Re: BulkLoader error with large data and fast harddrive

jp Tue, 28 Jun 2011 13:20:02 -0700

Hey Andy,

Saw the twitter message 29% load speed increase is pretty nice. Glad I
could give you the excuse to upgrade :) Though It worries me that you
don't receive the same exception I do.
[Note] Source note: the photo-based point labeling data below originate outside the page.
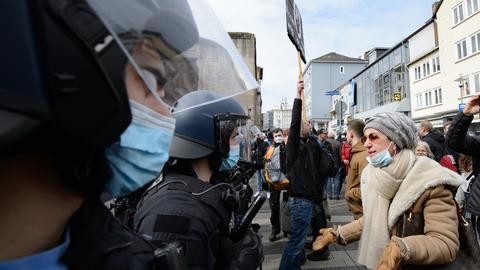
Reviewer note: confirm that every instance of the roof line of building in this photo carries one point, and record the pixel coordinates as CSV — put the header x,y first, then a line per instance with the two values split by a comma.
x,y
423,55
394,47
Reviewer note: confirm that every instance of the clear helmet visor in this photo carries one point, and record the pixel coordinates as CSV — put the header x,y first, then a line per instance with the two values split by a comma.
x,y
234,133
175,47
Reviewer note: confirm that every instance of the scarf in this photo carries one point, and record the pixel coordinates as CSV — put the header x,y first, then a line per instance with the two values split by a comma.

I consistently have loading
issues using the file posted at
http://www.kosmyna.com/mappingbased_properties_en.nt.bz2. I can get
the test program to complete by making the following changes but it's
slow (30 minutes).


SystemTDB.setFileMode(FileMode.direct) ;

 if ( true ) {
     String dir = "/home/jp/scratch/ssdtest/DB-X" ;
     FileOps.clearDirectory(dir) ;
     datasetGraph = TDBFactory.createDatasetGraph(dir);
 }

Running the program with the sections of code below fails every time.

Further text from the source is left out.